Mattia – J’avais envie de faire un track rapide pour accompagner ce morceau qui trace. J’ai toujours adoré la disco des Cure, Joy Divison, etc. Donc je m’y suis essayé et ça a marché ! Pourtant, il est passé par quatre ou cinq versions avant d’arriver là. L’important, c’était que ça nous plaise à tous les trois. De toute façon, tant que ça ne plaît pas à tout le monde, ça ne sort pas. C’est un vrai challenge de réussir à choper la bonne émotion entre la musique et le texte. Il suffit que tu changes de vitesse pour que le morceau entier change de sens.
Jacques – En fait on n’avait pas envie de faire une instrumentalisation too much. Déjà que le texte est fort, si en plus on rajoute de la mélancolie dans la mélodie, c’est trop. Donc le rythme froid de la cold wave allait très bien.
Jacques, dans “Bleu Fuchsia”, tu racontes ta période passée à travailler au marché de Rungis. Tu rappelles être « Fier de ma race ferroviaire ». Quel regard vous portez sur cette classe prolétaire qui se met à ouvrir sa gueule en ce moment ?
Mattia – Quand tu écoutes “Existe” dans Sans Chantilly, “Novembre” dans Rien, “Satana” dans Dolziger, il y a une forme de conscience de ce rapport dominants/dominés. Il y a des gens qui bossent pour les autres, parce qu’ils n’ont pas le choix. Je ne suis pas sûr que l’on ait vraiment donné l’opportunité aux gens qui sont obligés de travailler pour les autres de faire autre chose.

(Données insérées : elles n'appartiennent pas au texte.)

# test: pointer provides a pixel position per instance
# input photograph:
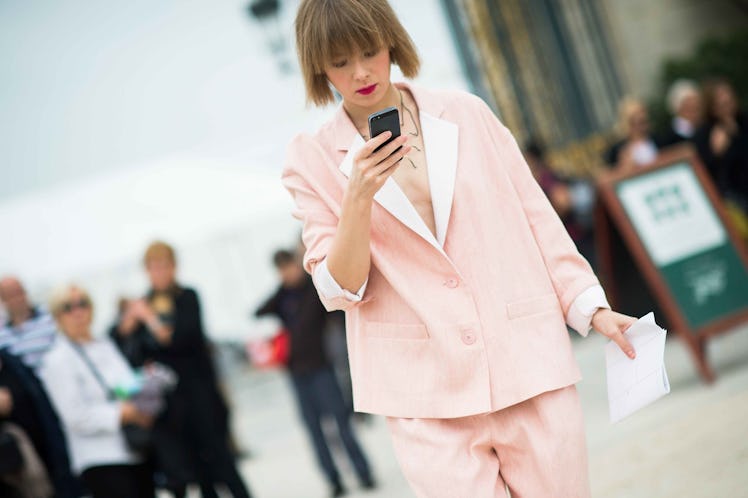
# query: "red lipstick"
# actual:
(367, 90)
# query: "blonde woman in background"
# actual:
(79, 373)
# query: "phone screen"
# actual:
(381, 121)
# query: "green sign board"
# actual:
(687, 242)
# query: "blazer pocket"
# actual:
(384, 330)
(527, 307)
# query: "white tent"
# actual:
(225, 221)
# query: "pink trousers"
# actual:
(535, 448)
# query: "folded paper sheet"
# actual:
(634, 384)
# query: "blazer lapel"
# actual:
(392, 198)
(440, 141)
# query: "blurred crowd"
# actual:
(143, 408)
(705, 117)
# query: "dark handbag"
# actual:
(137, 437)
(11, 460)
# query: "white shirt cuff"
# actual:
(584, 306)
(330, 289)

Pouchkine n’est pas un appel à la révolte.
Odezenne
Alix – Il faudrait être aveugle et insensible pour ne pas voir les injustices. Parfois j’ai l’impression qu’on est retourné à la monarchie. Il y a de moins en moins de monde qui se partage de plus en plus de richesses. Et de plus en plus de monde qui se partage un cookie. Je me dis que toutes les revendications qu’on voit exploser dans le monde sont les prémices d’une révolution. Quand je vois que Bernard Arnaud vient encore d’augmenter sa richesse de 30 %, j’hallucine. Ça se chiffre à des sommes inimaginables. C’est comme si tu me parlais de la grandeur de l’univers. Je ne peux même pas l’appréhender.
Jacques – Et à côté de ça, il y a des gens qui ont besoin de 5 euros en plus par mois pour vivre, alors qu’ils se cassent le dos à charger des camions. C’est hardcore. Je pense qu’on se doit d’avoir une lucidité sur la question. Après, je tiens à préciser que Pouchkine n’est pas un appel à la révolte. On veut laisser aux gens la possibilité de fonder leur propre avis. On ne cherche pas à donner des leçons.